On Tim Farron

I’m Christian. I’m bisexual. I’m a member of the Labour party. And I am finding the tone of the commentary surrounding Tim Farron’s resignation somewhat upsetting.

I am not qualified to make pronouncements on Tim Farron’s beliefs. (Not that this seems to be stopping anyone else.) And so I’m just going to make a couple of observations, in what’s probably a pointless effort to introduce some nuance to the debate. One:

  • In Church language, ‘We’re all sinners’ is usually code for ‘I wish to describe some other group of people as sinful, but know that this will be frowned upon.’ Usually, but not always. However, even if one is inclined to extend the benefit of the doubt, this was at best a massive error of judgement.

Two, and I fear I’m going to be saying this for the rest of my life:

  • The assumption that LGBTQ and religious identities are mutually exclusive does not make life easier for those who happen to have both.

That’s it. Carry on.

2 thoughts on “On Tim Farron”

  1. My problem with Farron (in this instance) formulation of his problem was that he said this “To be a political leader – especially of a progressive, liberal party in 2017 – and to live as a committed Christian, to hold faithfully to the Bible’s teaching, has felt impossible for me.

    I’m a liberal to my finger tips, and that liberalism means that I am passionate about defending the rights and liberties of people who believe different things to me.

    There are Christians in politics who take the view that they should impose the tenets of faith on society, but I have not taken that approach because I disagree with it – it’s not liberal and it is counterproductive when it comes to advancing the gospel.

    Even so, I seem to be the subject of suspicion because of what I believe and who my faith is in.

    In which case we are kidding ourselves if we think we yet live in a tolerant, liberal society.”

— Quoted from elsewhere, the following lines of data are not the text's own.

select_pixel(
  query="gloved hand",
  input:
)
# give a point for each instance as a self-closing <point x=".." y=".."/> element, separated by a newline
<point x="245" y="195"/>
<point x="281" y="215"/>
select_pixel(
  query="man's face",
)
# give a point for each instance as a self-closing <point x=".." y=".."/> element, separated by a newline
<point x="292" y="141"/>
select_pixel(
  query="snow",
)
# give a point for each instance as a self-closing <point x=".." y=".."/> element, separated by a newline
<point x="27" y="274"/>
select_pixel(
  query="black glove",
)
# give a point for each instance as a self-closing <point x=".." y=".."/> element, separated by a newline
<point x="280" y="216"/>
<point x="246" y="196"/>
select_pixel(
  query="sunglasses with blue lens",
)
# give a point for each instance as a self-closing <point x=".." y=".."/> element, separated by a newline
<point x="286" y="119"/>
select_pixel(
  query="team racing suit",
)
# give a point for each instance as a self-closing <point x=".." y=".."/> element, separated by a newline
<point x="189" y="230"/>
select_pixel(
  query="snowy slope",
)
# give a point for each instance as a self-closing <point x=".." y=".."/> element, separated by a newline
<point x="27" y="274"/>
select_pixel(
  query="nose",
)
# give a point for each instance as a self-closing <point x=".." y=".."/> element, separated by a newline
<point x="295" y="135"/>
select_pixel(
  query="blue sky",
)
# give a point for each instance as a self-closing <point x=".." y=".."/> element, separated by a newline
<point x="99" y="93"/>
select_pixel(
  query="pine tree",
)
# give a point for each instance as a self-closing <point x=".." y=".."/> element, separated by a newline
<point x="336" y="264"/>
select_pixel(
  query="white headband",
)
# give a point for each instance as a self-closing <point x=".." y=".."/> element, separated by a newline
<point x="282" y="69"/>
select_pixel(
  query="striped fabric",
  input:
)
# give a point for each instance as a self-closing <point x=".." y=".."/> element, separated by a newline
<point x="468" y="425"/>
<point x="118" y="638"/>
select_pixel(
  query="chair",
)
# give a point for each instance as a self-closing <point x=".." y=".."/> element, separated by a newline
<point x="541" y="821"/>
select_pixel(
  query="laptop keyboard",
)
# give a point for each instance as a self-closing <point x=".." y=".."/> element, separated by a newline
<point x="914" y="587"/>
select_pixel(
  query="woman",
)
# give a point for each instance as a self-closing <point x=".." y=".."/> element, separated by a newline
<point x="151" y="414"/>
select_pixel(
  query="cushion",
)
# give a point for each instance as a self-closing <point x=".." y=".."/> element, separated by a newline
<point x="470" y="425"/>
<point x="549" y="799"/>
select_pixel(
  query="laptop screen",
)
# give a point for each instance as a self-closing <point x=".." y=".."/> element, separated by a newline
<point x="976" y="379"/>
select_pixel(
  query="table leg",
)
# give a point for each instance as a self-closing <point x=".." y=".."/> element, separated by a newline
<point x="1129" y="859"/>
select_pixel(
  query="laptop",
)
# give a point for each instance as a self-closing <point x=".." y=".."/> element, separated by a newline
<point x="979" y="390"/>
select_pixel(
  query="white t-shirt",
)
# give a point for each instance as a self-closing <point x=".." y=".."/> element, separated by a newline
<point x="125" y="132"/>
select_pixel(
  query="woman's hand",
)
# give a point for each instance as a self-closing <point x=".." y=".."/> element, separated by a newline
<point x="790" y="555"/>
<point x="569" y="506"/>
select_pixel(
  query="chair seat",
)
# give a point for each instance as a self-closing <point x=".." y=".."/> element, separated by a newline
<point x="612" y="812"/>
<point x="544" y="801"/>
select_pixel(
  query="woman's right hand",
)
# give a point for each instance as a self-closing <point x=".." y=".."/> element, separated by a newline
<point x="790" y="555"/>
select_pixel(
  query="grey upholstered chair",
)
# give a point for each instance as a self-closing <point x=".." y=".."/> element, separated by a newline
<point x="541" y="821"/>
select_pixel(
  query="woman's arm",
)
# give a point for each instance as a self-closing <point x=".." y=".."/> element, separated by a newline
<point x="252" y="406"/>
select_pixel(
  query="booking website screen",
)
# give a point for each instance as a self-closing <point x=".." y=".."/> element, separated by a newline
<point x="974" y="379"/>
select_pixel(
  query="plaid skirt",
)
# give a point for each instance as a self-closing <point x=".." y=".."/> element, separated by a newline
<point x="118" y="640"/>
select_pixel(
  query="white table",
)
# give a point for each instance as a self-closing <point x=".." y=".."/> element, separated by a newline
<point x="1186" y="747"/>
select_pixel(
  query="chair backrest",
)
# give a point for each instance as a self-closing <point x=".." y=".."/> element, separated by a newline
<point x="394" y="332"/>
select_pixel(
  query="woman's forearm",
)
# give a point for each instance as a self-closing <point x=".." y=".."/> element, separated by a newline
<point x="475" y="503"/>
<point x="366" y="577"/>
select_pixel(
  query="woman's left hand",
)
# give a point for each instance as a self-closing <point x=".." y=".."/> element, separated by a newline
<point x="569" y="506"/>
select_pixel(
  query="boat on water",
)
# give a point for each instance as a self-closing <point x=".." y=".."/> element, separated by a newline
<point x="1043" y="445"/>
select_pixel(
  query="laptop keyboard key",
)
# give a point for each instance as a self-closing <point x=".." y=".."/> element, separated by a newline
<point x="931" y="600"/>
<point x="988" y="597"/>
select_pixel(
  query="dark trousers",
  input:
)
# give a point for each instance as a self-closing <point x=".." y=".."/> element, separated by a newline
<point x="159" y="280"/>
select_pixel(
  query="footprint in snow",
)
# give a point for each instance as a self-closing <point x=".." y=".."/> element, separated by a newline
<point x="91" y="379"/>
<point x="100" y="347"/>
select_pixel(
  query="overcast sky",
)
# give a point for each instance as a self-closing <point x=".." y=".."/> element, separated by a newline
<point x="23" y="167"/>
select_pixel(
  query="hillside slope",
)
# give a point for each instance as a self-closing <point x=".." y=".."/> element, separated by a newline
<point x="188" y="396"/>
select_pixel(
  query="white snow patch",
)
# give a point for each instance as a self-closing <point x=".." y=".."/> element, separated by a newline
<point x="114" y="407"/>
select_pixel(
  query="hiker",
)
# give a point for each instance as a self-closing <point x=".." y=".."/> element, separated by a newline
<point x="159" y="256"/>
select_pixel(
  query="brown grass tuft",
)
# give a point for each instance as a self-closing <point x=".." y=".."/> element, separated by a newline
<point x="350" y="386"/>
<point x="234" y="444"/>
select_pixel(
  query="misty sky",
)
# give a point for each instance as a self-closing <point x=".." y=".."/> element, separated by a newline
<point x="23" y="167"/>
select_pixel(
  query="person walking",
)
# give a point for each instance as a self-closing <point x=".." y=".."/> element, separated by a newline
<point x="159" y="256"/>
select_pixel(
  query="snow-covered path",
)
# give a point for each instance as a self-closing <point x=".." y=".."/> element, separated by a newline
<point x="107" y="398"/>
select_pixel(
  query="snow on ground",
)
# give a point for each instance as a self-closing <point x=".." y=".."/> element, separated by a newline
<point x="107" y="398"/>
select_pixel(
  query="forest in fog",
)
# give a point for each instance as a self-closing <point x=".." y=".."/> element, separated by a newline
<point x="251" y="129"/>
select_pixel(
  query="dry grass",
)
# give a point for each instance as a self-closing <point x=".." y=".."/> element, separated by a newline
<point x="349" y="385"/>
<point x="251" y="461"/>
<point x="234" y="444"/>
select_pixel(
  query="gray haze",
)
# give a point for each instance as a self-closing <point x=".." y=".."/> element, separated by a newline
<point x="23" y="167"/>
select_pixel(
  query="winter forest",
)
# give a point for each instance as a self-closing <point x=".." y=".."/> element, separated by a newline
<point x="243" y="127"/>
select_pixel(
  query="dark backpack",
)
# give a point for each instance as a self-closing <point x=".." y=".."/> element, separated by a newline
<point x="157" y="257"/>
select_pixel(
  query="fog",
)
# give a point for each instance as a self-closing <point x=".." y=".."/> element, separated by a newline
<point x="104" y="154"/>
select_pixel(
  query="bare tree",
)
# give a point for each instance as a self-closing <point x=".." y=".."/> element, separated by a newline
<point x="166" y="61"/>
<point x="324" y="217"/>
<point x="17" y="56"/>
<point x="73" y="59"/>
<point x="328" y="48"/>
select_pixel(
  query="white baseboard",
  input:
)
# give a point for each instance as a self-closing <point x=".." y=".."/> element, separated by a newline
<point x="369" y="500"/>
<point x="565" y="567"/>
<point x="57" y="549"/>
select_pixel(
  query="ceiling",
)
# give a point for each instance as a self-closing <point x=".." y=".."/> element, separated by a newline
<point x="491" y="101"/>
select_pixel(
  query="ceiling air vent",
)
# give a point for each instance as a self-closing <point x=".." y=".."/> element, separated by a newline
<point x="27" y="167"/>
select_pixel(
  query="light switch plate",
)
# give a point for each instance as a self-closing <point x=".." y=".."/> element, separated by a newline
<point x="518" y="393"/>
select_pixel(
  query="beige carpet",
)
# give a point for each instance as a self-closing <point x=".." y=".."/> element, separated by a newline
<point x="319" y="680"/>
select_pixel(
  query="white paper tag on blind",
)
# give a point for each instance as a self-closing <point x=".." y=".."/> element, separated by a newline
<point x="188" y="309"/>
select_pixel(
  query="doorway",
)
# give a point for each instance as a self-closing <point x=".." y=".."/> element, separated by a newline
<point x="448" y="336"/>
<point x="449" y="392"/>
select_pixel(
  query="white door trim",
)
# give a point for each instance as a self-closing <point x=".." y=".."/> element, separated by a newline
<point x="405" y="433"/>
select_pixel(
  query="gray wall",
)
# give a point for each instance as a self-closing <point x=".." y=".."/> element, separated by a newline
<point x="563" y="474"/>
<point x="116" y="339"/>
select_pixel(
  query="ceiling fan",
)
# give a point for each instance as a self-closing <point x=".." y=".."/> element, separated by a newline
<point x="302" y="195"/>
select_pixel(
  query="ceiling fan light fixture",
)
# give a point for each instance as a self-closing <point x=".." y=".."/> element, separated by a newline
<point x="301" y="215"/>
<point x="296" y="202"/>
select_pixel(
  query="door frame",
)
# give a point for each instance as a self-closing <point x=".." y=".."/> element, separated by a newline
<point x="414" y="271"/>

    He expressly said “the Bible’s teachings” and I presume he must be referring to Paul because it always is Paul. But my problem with that is that Paul is even more definite on the subject of women not being in management roles and being in subjection to their husbands than he is about homosexuality. Indeed, to the extent that CofE had a theological position on SSM, to the extent it wasn’t comprised of a combination of “Ooh, icky!” and “For God’s sake let’s not upset the Ugandans” it was expressly based in complementarism, and I regard complementarism as a very real threat. Farron is basically saying his version of tolerant liberalism means provided he doesn’t overtly discriminate against or use pressure to conform against people his version of the Bible tells him are going to hell, then they are being mean, illiberal poopy-heads when they get upset about the views themselves.